When she arrives she finds there have been developments. The lobby and the lift doors are draped with crime scene tape, officers escorting residents in and out. When she gets to the sixth floor there’s more tape. Felder is waiting for her. He shows her footage taken from the lobby CCTV camera on his iPad.
‘We’re still checking the identity of all the other people coming and going last night, but I reckon this must be him, arrives at 21:48 last night and leaves at 1:27 this morning, just seven minutes after Grimshaw arrived home, at 1:20.’
‘No image of the face?’
‘No—head down, the visor of the cap hides him—but the neighbour who found Grimshaw says he’s seen the logo on the cap before, a friend of Grimshaw’s who’s visited here. Doesn’t have a name. We’ll get him to work on a facial image.’
He leads her to the door of Grimshaw’s flat. A crime scene team is working inside.
‘The bo
dy has been rolled onto its back, the knife still in his chest. It’s been removed for examination. You can see what was lying beneath him—banknotes and a packet of white powder. We’ve retrieved the victim’s phone for analysis.’
‘The knife, was it from the kitchen?’ Deb asks, for a horrible thought is forming in her mind.
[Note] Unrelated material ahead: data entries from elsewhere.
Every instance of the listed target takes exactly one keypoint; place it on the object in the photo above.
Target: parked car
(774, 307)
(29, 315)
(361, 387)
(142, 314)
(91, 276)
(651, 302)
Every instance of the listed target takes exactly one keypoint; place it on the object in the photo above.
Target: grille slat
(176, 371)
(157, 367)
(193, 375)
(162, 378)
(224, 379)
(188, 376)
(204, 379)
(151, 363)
‘No, more like a hunting knife. A leather sheath is lying over there next to the bedroom door.’
Felder’s phone rings. He listens, nods, says he’ll come down.
‘They’ve found something nearby, a pair of shoes.’ He points to the plastic number signs placed next to faint marks on the floor. ‘Bloodstain footprints. Let’s see if they match.’
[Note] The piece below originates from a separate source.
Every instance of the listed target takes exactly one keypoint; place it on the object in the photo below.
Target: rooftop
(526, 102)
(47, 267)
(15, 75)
Two uniforms are waiting outside the lobby door, one holding a plastic bag with a pair of white running shoes inside. White, that is, apart from dark smears of what might be blood.
‘Found them in the builders’ skip in the next street, boss,’ one of the officers says.
Felder takes the bag and examines the soles of the shoes, holds up an image of the footprints from his phone for comparison and gives Deb a nod. ‘Good,’ he tells the men. ‘Keep looking.’
Deb says, ‘I’ll let you get on, Stan. Keep me up to date, will you?’
‘Sure. You have a particular interest, boss?’
‘Yes. This may be connected to another case. But early days.’
She goes back to her car, checks Ken Fogarty’s home address, then calls the local area command and asks for a detective to meet her at the Castle Hill address. They meet up outside, and together go to the front door. A woman answers their ring.
‘Mrs Fogarty?’
‘Yes.’ Her smile fades a little as she looks them over.
Deb introduces herself and the other detective.